Related: The Best Types of Candy for People With Diabetes
6. Ocho Organic
This organic, fair-trade chocolate and caramel brand uses only gluten-free and non-GMO ingredients, and has vegan options. Even so, its bars are pretty indulgent.
The Ocho Organic Dark Chocolate Coconut Bars are vegan but contain 210 calories, 9 g of saturated fat, and 14 g of added sugar in one serving. When compared with their closest counterpart, Mounds, they’re actually higher in calories and saturated fat and contain a similar amount of sugar per serving. Not exactly the news I was hoping for either!
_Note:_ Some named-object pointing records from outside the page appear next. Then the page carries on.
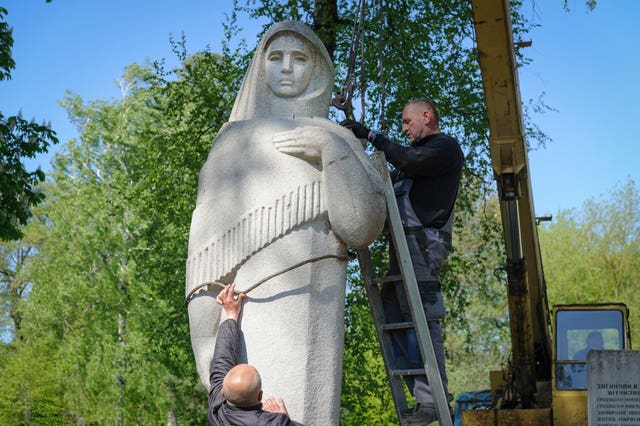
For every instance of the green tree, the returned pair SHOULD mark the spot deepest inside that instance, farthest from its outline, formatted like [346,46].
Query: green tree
[592,254]
[117,216]
[19,139]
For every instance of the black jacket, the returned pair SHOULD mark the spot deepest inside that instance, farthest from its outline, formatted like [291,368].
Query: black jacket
[225,357]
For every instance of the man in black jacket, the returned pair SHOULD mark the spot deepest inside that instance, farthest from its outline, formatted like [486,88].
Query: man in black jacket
[236,389]
[426,176]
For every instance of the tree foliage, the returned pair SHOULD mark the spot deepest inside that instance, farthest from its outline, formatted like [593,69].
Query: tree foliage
[117,220]
[592,254]
[19,139]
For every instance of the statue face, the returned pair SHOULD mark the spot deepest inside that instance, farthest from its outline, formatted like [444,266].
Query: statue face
[289,66]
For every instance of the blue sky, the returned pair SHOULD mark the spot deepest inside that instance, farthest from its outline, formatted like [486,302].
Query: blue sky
[585,63]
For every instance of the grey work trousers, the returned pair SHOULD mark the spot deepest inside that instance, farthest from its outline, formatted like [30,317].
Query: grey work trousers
[427,256]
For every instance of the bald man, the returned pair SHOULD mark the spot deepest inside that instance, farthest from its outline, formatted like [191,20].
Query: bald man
[236,389]
[425,178]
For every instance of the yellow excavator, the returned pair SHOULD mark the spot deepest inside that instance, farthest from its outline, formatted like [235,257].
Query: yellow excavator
[546,379]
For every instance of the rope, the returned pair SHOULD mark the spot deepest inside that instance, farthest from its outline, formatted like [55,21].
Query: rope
[384,126]
[265,279]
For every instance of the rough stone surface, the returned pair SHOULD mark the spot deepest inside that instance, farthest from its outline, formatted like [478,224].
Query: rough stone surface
[613,388]
[283,185]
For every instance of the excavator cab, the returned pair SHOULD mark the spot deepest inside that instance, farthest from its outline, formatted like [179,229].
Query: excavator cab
[577,330]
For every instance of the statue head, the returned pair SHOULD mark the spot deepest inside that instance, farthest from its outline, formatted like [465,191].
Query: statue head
[290,75]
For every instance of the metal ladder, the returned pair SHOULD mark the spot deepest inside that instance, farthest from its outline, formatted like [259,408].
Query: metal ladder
[419,323]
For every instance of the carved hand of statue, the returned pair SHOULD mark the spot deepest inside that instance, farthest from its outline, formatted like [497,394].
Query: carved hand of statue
[307,143]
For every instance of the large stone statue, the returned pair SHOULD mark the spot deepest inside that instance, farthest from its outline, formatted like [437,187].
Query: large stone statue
[283,186]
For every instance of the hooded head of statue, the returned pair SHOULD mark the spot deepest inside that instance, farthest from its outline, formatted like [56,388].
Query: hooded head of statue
[291,75]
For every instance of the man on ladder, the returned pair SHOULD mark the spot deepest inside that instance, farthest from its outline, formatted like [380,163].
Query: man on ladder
[426,179]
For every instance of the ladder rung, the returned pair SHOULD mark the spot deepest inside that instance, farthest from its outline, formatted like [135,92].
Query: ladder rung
[409,372]
[397,326]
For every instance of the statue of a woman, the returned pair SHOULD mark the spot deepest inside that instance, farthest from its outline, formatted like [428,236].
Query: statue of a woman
[282,186]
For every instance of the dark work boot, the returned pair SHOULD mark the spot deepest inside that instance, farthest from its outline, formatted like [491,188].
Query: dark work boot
[421,415]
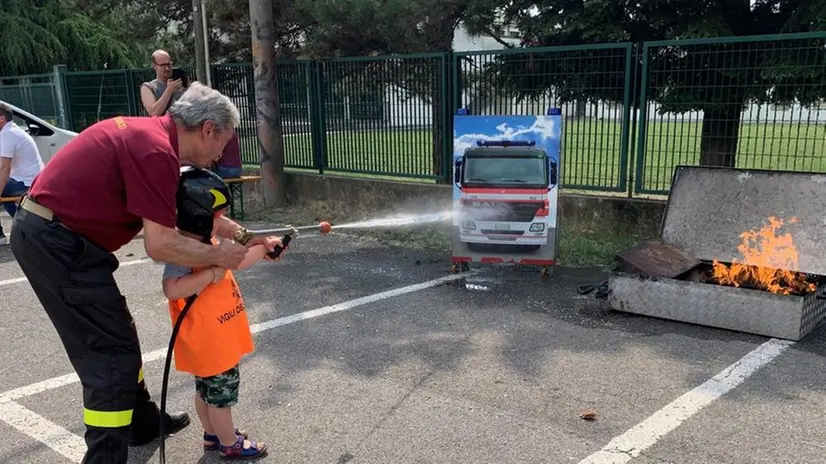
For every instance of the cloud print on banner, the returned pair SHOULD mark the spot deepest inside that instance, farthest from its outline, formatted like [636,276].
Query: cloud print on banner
[540,130]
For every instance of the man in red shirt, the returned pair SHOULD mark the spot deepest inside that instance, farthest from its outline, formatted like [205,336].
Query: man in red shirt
[115,178]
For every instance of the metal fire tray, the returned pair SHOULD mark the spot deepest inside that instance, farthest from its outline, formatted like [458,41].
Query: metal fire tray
[708,208]
[739,309]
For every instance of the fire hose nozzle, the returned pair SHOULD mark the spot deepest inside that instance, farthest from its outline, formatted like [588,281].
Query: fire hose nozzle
[243,236]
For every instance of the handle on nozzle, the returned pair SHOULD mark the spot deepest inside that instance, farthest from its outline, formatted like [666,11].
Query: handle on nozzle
[279,249]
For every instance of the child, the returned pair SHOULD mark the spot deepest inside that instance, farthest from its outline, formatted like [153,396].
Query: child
[215,333]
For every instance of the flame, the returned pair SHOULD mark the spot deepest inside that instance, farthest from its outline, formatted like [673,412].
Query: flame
[766,256]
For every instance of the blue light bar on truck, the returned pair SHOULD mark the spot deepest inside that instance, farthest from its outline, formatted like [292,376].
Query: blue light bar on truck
[505,143]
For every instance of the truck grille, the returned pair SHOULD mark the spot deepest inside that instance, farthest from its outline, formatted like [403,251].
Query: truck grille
[502,210]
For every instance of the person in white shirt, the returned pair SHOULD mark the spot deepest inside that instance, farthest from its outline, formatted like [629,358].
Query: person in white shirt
[20,162]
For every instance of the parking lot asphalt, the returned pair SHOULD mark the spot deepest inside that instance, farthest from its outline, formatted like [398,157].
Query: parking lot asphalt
[353,364]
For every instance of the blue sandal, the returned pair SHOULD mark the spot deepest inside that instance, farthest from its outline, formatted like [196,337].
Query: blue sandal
[237,451]
[215,442]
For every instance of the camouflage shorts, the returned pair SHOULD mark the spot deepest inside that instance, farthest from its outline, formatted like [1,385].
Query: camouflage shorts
[220,391]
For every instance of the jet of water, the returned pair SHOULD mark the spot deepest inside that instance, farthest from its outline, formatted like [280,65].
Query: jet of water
[398,221]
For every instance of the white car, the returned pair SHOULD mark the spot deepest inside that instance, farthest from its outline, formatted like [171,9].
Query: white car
[49,138]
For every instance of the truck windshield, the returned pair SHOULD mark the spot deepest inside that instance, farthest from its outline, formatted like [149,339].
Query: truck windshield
[529,170]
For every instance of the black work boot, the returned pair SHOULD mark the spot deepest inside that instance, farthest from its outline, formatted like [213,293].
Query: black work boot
[145,432]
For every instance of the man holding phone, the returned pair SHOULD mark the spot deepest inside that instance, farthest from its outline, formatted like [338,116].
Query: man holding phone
[160,93]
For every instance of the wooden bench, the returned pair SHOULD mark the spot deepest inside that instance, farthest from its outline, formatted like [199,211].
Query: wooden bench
[236,188]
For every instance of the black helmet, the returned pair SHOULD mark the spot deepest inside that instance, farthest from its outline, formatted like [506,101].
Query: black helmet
[201,194]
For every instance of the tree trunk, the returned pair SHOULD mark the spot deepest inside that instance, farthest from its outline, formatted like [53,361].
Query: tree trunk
[270,137]
[721,128]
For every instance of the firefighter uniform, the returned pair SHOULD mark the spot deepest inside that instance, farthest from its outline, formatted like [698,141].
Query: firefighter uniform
[88,202]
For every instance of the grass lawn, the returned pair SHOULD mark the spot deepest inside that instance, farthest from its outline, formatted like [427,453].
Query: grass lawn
[591,155]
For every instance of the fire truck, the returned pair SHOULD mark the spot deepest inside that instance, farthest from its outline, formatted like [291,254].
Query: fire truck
[504,194]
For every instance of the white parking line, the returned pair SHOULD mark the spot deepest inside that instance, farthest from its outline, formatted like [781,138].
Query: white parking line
[43,430]
[72,446]
[648,432]
[17,280]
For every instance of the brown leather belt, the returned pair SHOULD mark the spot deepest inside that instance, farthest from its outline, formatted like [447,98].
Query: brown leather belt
[29,205]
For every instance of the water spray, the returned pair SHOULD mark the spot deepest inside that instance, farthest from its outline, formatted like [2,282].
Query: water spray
[242,236]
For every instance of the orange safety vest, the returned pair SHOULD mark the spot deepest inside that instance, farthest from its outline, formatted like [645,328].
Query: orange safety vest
[215,332]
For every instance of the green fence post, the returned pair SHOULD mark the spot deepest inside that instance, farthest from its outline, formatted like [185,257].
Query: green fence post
[60,94]
[642,120]
[626,120]
[131,100]
[317,114]
[446,100]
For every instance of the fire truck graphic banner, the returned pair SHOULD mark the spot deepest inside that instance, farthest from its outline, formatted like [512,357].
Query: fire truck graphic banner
[505,188]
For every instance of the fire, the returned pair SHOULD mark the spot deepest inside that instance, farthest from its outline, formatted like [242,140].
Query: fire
[766,256]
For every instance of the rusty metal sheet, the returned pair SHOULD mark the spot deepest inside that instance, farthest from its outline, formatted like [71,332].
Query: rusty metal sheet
[738,309]
[709,207]
[656,259]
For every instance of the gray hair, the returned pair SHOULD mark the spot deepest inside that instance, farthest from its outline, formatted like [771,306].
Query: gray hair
[200,104]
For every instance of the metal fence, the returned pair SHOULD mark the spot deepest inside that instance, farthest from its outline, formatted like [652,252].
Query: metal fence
[632,112]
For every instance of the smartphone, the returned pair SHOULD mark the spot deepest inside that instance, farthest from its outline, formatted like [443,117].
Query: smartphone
[178,73]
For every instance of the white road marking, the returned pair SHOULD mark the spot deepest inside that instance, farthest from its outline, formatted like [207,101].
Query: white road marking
[73,447]
[43,430]
[629,445]
[17,280]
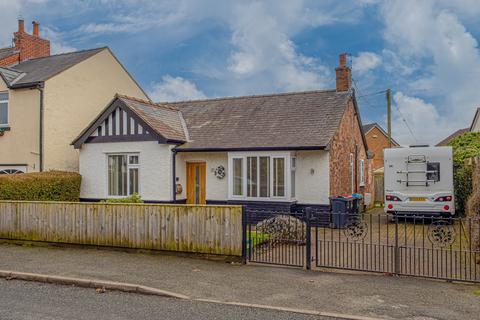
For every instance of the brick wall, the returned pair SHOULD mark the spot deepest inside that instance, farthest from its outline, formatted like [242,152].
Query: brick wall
[14,58]
[31,46]
[348,140]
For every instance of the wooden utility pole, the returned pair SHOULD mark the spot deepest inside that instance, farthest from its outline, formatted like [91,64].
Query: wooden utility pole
[389,119]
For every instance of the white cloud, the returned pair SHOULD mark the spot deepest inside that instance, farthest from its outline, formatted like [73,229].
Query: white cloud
[175,89]
[415,121]
[365,61]
[9,11]
[446,62]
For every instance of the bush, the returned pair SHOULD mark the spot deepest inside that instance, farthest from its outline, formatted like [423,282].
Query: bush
[464,147]
[134,198]
[41,186]
[462,181]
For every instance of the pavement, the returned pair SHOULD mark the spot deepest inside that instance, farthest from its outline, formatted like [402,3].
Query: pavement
[328,292]
[35,301]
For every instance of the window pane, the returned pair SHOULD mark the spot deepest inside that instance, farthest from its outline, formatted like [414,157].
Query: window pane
[252,176]
[238,177]
[133,188]
[278,177]
[433,169]
[3,113]
[133,160]
[264,177]
[117,175]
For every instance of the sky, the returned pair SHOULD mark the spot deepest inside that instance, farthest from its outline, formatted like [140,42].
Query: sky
[425,51]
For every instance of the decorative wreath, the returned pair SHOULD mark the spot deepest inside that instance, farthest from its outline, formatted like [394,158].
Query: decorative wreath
[220,172]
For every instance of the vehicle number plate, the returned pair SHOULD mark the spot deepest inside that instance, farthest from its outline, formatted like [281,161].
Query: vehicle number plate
[418,199]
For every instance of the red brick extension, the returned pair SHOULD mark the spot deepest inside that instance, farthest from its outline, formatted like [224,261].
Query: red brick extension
[348,140]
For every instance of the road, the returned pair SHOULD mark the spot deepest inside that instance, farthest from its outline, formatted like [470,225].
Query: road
[29,300]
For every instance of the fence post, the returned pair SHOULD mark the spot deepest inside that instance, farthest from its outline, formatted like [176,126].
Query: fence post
[244,235]
[397,249]
[308,238]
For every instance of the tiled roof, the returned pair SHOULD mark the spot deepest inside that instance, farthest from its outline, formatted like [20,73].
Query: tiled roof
[41,69]
[369,126]
[457,133]
[165,120]
[288,120]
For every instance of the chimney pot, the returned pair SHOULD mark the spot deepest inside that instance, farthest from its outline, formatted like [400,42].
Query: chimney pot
[343,73]
[342,60]
[35,28]
[21,25]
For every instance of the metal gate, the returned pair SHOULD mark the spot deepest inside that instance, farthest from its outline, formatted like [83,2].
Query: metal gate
[431,247]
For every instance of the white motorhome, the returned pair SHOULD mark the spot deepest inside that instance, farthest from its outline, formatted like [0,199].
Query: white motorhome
[419,181]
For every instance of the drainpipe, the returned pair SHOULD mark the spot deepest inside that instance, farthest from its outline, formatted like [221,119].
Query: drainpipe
[40,87]
[174,175]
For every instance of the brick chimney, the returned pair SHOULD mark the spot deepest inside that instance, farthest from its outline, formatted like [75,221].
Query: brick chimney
[344,74]
[30,45]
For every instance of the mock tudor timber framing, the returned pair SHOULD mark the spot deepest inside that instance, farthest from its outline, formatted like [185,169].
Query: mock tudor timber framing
[95,134]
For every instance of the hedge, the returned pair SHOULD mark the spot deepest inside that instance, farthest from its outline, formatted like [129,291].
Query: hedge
[464,147]
[41,186]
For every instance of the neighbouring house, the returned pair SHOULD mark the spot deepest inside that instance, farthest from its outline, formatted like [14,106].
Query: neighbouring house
[285,150]
[45,100]
[377,140]
[474,127]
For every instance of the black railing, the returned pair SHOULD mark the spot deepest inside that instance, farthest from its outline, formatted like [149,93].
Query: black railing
[432,247]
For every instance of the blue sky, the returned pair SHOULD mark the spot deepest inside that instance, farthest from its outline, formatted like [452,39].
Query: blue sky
[425,51]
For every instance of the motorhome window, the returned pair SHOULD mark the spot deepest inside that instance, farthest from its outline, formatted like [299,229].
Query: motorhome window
[433,173]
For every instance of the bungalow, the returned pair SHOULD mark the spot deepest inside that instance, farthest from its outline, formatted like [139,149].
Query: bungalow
[283,150]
At the end of the day, even “healthy” candy bars aren’t good for you. If a certain brand of candy is your favorite, indulge in moderation and savor every bite. Unless you’re looking for a product that is allergen-free, gluten-free, or low in sugar because of a specific health condition, the brands listed above may not be worth the hefty price tag. Opt for a fun-sized candy that you truly enjoy whether it’s on this list or not and keep your consumption to a minimum. Too much sugar isn’t good for anyone, but neither is completely eliminating your favorite treats from your diet.